Добродетель г-жи де Бонниве была вне подозрений. Мысли ее были заняты лишь богом и ангелами или, по меньшей мере, теми существами — посредниками между богом и людьми, — которые, как утверждают новейшие немецкие философы, порхают над нашими головами на высоте нескольких футов и с этой возвышенной и не слишком удаленной позиции «магнетизируют наши души», и т. д., и т. д. «Госпожа де Бонниве готова ради меня рискнуть безупречной репутацией, которой она со дня своего появления в свете пользуется столь заслуженно, что ее не могли запятнать самые искусные намеки иезуитов в штатском платье», — думал Октав, и приятное сознание, что такая незаурядная женщина относится к его особе с живейшим интересом, помогало ему терпеливо сносить бесконечные поучительные беседы, необходимые, по словам маркизы, для его обращения.
Вскоре новые знакомцы Октава стали его называть тенью прославленной в светском обществе маркизы де Бонниве, которая убеждена, что, удостаивая двор своим посещением, производит там сенсацию. Хотя маркиза действительно была настоящей великосветской дамой, весьма влиятельной и все еще очень красивой, она нисколько не затрагивала сердца Октава: он, к несчастью, заметил в ней некоторое позерство, а это свойство располагало его только к насмешкам. Но двадцатилетний мудрец не понимал подлинной причины удовольствия, испытываемого им от стараний направить его на путь истинный. Он, столько раз клеймивший любовь, что ненависть к этому чувству стала, можно сказать, содержанием его жизни, теперь радостно спешил в особняк Бонниве, потому что Арманс, которая презирала и, быть может, даже ненавидела его, всегда была рядом со своей теткой. Октав не отличался самонадеянностью: напротив, главным его недостатком была склонность преувеличивать свои недостатки. Он ценил в себе только высокое чувство чести и силу характера. Без всякого показного тщеславия он, ни минуты не колеблясь, отказался от некоторых нелепых, но весьма удобных предрассудков, составлявших основу образа мыслей молодых людей его возраста и положения.

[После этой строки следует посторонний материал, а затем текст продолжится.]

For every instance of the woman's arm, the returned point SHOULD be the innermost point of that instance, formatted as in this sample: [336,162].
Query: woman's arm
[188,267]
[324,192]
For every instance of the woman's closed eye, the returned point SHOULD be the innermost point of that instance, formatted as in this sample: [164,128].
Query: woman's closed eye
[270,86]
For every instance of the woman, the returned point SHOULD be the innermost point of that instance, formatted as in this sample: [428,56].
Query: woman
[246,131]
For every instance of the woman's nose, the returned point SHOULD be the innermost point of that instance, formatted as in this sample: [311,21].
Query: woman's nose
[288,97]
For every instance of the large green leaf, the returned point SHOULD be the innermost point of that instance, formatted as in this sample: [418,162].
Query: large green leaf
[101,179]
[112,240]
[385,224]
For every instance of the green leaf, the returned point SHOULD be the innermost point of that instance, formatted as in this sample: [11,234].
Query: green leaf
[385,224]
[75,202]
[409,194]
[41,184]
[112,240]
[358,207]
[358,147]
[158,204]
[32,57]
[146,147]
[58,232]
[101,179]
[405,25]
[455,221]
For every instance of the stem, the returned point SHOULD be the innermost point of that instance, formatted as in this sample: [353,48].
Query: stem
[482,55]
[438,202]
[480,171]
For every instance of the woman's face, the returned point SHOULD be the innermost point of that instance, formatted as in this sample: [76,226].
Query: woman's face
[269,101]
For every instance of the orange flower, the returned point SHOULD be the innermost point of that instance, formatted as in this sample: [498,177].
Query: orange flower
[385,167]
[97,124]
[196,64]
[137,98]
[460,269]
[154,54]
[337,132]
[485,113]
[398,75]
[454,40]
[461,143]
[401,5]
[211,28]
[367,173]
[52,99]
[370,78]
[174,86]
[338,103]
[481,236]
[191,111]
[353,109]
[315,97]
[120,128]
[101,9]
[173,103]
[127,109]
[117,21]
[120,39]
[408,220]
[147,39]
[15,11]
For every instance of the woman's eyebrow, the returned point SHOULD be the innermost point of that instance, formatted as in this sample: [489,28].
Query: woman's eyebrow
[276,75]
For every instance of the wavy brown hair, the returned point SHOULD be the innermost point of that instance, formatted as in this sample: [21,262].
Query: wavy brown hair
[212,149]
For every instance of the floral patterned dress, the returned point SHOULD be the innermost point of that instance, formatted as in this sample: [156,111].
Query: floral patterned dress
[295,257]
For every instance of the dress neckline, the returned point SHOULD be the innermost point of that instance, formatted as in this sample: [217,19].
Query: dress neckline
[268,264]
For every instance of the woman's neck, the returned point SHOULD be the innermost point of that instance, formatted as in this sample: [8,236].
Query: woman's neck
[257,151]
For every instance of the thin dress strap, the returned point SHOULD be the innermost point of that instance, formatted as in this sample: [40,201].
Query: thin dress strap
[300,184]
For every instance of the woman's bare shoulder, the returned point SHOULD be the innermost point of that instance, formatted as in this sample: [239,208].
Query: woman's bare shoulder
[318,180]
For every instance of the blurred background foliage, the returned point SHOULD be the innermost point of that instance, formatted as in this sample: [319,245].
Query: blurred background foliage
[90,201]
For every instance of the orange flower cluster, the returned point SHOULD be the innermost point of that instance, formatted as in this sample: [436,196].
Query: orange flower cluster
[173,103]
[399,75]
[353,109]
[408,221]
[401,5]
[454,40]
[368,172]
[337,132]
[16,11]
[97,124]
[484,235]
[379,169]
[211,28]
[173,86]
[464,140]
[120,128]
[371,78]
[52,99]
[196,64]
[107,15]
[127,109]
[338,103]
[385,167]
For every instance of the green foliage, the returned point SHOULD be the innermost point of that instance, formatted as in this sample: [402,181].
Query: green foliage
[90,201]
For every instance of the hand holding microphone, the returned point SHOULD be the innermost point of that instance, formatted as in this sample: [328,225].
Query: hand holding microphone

Эти победы, в которых он не мог себе не признаться, — например, победы над любовью к военному делу, свободной от всякой погони за чинами и продвижением по службе, — укрепили его веру в неколебимую твердость своего характера. «Мы слепы к тому, что происходит в наших сердцах, не по недостатку ума, а из трусости», — нередко повторял Октав и, руководствуясь этим прекрасным принципом, несколько преувеличивал свою проницательность. Если бы ему хоть словом намекнули, что в нем может вспыхнуть любовь к м-ль Зоиловой, он немедленно уехал бы из Парижа. Но при теперешних обстоятельствах эта мысль не приходила ему в голову. Октав глубоко, даже, можно сказать, беспримерно уважал Арманс: он видел, что она его презирает, именно за это ее уважал и, естественно, хотел вернуть себе ее уважение. Тут не было ничего, что говорило бы о желании понравиться девушке. Находясь в обществе недоброжелателей м-ль Зоиловой, он охотно признавал все ее недостатки, — как же мог он заподозрить себя в любви к ней? Упрямое молчание Арманс держало его в непрерывной тревоге, а переходы от уныния к надежде мешали ему заметить, что каждый недостаток девушки, обсуждавшийся в его присутствии, казался ему оборотной стороной какого-либо большого достоинства.
Однажды, например, поклонницы маркизы стали критиковать пристрастие Арманс к крупным коротким локонам, обрамляющим лицо в соответствии с московской модой.
— Мадмуазель Зоилова находит эту моду удобной, — сказала одна из сплетниц. — Она не желает тратить слишком много времени на свой туалет.
Октав с ехидным удовольствием отметил, что дамам это замечание очень понравилось. Они давали понять, что у Арманс есть основания жертвовать всем во имя любви к тетке, а взгляды их говорили: жертвовать всем ради своих обязанностей компаньонки. Октав был слишком горд, чтобы опровергнуть эту клевету. Пока сплетницы торжествовали, он с тайной радостью отдавался порыву пылкого восторга. Он думал, вернее, чувствовал: «На эту девушку все нападают, но только она заслуживает здесь моего уважения. Она в такой же мере бедна, в какой они богаты, поэтому ей одной было бы дозволено преувеличивать ценность денег. Однако, не имея и тысячи экю дохода, она презирает богатство, тогда как для этих женщин, наслаждающихся полным довольством, деньги — кумир, которому они подобострастно и самозабвенно поклоняются».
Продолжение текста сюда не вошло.